Mayfield’s vision of having better bike infrastructure and a stronger bike culture in San Diego could soon become a reality. Recently, a comprehensive and far-reaching bicycle plan was released by the regional government. Chris Kluth, the “guerilla planner” and primary architect of this region-wide bicycle plan at SANDAG, is one of many in San Diego who is slowly developing a plan to change the hearts and minds of policy wonks. Rather than creating isolated, and politically popular bicycle projects, such as the Bayshore Bikeway – a 24-mile (39-kilometer) bicycle facility that includes 13 miles (21 kilometers) of bicycle paths – Kluth wants the region to spend the bicycle funding on creating unified bicycle networks. Funding to the tune of $360 million dollars has been earmarked for implementing a region-wide bicycle network. The challenge now is to ensure the fruits of this investment encourage more residents to choose two wheels instead of four.

Community Commitment

Along with the region-wide plan to change the built environment, a welcome and much needed online community has sprung up to cater to all manner of cyclists who live, work and ride in the county of San Diego. The San Diego Fixed forum is a resource for local cyclists interested primarily in riding fixed gear; it also provides a common space to organize rides, races and games, such as bike polo. The San Diego Bike Commuter forum is an online space that encourages and inspires new and old cyclists to ride by providing route suggestions, promoting group rides and running bicycle-based community gatherings. These groups are steadily growing and becoming more visible on the streets.

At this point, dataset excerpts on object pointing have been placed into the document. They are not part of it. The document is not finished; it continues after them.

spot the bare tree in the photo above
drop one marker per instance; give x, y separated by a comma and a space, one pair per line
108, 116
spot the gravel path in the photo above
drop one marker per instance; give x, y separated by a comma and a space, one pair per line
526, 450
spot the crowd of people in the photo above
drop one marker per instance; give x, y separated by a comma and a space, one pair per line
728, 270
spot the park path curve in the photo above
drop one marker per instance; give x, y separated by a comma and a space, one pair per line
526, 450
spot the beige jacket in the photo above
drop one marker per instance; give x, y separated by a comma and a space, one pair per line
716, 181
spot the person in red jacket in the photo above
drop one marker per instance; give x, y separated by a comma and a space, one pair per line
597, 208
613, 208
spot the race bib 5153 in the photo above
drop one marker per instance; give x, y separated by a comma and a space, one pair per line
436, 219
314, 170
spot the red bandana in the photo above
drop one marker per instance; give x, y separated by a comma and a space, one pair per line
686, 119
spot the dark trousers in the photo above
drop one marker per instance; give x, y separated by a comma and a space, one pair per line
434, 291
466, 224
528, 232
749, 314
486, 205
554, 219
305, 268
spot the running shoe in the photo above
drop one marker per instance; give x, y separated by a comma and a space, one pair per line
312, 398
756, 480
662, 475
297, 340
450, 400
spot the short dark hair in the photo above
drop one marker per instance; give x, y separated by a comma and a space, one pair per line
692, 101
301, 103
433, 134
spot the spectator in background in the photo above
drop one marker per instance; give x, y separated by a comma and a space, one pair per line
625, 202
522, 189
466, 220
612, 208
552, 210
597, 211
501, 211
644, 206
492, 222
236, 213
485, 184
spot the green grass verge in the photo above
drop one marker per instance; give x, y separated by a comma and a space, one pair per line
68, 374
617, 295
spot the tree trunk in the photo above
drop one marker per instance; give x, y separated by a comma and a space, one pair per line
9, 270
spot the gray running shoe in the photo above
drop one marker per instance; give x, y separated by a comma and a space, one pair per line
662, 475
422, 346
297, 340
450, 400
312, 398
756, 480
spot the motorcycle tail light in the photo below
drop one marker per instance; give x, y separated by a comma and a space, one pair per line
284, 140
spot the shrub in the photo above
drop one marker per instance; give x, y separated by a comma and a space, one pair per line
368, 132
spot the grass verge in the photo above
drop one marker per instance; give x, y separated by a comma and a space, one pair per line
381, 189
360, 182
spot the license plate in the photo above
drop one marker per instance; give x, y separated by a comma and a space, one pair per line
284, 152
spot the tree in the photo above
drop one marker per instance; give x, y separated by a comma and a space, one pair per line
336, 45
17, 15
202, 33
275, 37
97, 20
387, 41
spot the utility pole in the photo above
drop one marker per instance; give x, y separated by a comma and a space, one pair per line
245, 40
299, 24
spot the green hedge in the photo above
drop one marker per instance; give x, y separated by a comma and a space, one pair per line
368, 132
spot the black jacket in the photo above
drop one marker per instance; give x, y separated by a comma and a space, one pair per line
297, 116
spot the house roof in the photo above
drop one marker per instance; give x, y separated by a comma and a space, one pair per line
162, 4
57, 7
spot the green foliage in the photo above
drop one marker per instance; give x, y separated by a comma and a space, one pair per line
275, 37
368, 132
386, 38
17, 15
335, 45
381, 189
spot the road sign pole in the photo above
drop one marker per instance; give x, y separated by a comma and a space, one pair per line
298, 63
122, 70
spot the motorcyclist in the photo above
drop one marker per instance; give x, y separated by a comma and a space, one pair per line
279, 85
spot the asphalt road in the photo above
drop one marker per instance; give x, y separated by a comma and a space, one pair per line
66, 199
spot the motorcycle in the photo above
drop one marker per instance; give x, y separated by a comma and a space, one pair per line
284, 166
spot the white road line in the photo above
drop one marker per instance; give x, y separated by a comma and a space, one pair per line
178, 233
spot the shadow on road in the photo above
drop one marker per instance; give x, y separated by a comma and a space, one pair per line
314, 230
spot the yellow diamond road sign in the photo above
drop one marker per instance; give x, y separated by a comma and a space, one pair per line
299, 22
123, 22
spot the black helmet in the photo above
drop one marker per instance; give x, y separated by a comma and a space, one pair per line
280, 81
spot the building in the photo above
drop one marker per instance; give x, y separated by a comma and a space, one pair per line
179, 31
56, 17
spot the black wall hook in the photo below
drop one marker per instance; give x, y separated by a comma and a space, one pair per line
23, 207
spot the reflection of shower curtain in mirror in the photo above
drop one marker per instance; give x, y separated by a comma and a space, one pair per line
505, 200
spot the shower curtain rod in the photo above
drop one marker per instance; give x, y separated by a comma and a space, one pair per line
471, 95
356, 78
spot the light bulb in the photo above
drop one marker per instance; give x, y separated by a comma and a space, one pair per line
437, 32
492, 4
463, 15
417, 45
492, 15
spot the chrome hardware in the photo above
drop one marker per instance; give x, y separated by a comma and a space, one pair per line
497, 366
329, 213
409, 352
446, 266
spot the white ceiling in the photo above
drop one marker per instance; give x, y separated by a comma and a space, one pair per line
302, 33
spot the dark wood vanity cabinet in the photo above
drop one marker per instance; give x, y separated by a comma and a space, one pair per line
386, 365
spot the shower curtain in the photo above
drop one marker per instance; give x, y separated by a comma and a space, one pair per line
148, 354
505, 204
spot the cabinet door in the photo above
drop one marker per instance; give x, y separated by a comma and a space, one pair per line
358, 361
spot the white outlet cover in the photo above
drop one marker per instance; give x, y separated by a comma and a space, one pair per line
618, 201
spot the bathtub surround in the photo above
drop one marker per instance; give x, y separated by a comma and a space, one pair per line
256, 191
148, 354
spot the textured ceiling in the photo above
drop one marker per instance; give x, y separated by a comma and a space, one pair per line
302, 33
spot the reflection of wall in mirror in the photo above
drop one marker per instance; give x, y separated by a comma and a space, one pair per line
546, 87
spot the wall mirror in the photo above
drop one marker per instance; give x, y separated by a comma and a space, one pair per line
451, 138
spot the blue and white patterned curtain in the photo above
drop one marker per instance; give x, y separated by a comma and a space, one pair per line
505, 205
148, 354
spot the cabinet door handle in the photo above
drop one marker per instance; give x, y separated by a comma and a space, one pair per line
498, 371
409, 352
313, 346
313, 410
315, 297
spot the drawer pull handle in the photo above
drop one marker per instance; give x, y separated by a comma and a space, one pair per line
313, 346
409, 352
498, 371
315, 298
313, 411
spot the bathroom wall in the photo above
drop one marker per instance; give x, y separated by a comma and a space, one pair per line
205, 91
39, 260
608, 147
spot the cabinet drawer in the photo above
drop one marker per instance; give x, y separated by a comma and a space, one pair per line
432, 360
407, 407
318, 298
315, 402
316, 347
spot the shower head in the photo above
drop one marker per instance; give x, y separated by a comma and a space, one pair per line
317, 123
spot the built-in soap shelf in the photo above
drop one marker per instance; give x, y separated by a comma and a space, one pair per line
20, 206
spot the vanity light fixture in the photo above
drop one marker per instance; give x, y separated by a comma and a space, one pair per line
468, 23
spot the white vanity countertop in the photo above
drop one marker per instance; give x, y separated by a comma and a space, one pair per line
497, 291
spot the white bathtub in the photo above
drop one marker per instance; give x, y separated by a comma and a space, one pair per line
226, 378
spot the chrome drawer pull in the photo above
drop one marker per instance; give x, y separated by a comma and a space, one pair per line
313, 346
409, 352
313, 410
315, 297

The next 40 years may provide the change that San Diegans have been waiting for. Decades from now, people may point to the increasing gasoline prices, a slow yet gradual change in political will in the region or even the bicycle discount program started by a lone bike shop owner in South Park, as the precursors that led to the county’s transformation into a haven for cyclists. Time will tell whether the region will seize this opportunity.